Soumit Kanti Saha, Fazle Rabbi, Song Wang, Jinqiu Yang
TL;DR
This paper investigates whether natural-language specifications (NL-specifications) can serve as an intermediate representation to boost large-language-model (LLM) based code translation. It compares two translation pipelines—NL-specification only and NL-specification with source code—against a CodeNet/Avatar EvalPlus baseline using GPT-4 across five target languages and multiple language pairs, with evaluation by $pass@1$ and SonarQube-based quality metrics. The findings show that NL-specification alone does not consistently improve translations, but combining NL-specifications with source code yields improvements for certain language pairs (notably Python and C++ to other languages) and after compilation-error repair; overall, improvements of about 8.5% and 6.1% in corrected translations are reported for the two approaches, respectively. Quality analysis reveals that NL-specification–assisted translations can reduce code-quality warnings in some cases, though C-language translations remain problematic due to complex language semantics and safety concerns.
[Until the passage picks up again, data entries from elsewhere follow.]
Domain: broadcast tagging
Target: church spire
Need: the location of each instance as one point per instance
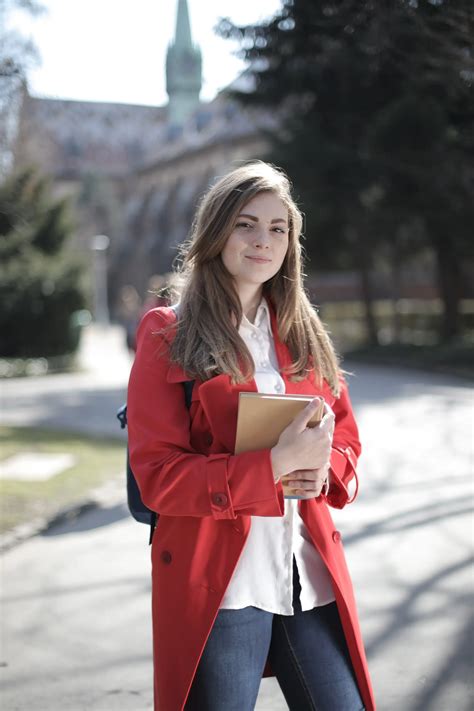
(183, 70)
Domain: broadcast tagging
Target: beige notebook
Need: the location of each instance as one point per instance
(262, 418)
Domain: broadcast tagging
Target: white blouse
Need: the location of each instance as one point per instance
(263, 577)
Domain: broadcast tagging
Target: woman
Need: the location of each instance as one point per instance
(245, 582)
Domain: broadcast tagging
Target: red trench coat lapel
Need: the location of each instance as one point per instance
(193, 558)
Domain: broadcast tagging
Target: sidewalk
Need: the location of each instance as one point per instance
(76, 600)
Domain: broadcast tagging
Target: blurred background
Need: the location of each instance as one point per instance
(115, 121)
(115, 118)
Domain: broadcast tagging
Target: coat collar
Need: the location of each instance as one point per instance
(177, 375)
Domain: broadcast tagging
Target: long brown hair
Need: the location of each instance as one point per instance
(207, 341)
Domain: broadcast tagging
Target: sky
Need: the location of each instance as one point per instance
(115, 50)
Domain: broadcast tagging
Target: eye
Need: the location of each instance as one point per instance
(245, 225)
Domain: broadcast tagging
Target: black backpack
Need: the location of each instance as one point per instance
(139, 511)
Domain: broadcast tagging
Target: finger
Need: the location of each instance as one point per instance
(302, 418)
(328, 421)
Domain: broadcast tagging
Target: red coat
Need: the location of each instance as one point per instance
(205, 497)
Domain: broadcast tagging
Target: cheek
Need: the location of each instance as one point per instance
(229, 256)
(281, 252)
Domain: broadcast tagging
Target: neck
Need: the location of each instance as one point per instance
(250, 297)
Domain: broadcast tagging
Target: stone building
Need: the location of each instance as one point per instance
(136, 173)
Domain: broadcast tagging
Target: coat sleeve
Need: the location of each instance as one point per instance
(346, 449)
(173, 478)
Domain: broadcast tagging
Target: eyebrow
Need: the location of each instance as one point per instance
(255, 219)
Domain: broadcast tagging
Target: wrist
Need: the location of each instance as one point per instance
(278, 466)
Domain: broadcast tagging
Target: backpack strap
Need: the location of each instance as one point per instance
(188, 392)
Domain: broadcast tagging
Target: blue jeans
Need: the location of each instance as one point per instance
(307, 651)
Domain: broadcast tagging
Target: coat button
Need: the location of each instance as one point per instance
(219, 499)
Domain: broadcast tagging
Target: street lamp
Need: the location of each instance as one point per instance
(99, 245)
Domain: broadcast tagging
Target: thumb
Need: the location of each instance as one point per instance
(302, 418)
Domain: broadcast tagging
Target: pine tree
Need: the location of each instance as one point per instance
(377, 109)
(40, 280)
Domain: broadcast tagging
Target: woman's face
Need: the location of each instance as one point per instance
(256, 248)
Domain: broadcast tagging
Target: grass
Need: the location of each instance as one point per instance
(96, 461)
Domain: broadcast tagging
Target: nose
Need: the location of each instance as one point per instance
(261, 239)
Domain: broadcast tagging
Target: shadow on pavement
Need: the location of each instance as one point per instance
(91, 518)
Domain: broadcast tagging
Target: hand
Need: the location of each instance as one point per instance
(306, 483)
(302, 448)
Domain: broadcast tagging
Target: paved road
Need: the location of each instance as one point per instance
(75, 609)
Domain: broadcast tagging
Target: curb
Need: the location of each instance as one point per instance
(24, 531)
(110, 493)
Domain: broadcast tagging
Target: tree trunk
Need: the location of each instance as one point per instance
(368, 298)
(450, 288)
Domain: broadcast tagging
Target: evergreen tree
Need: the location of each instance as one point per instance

The work highlights both the potential and the limitations of NL-specifications as an intermediate representation for cross-language code translation and suggests future directions to improve NL-spec generation and target-language reliability.
Abstract
Large Language Models (LLMs) are increasingly being applied across various domains, including code-related tasks such as code translation. Previous studies have explored using LLMs for translating code between different programming languages. Since LLMs are more effective with natural language, using natural language as an intermediate representation in code translation tasks presents a promising approach. In this work, we investigate using NL-specification as an intermediate representation for code translation. We evaluate our method using three datasets, five popular programming languages, and 29 language pair permutations. Our results show that using NL-specification alone does not lead to performance improvements. However, when combined with source code, it provides a slight improvement over the baseline in certain language pairs. Besides analyzing the performance of code translation, we also investigate the quality of the translated code and provide insights into the issues present in the translated code.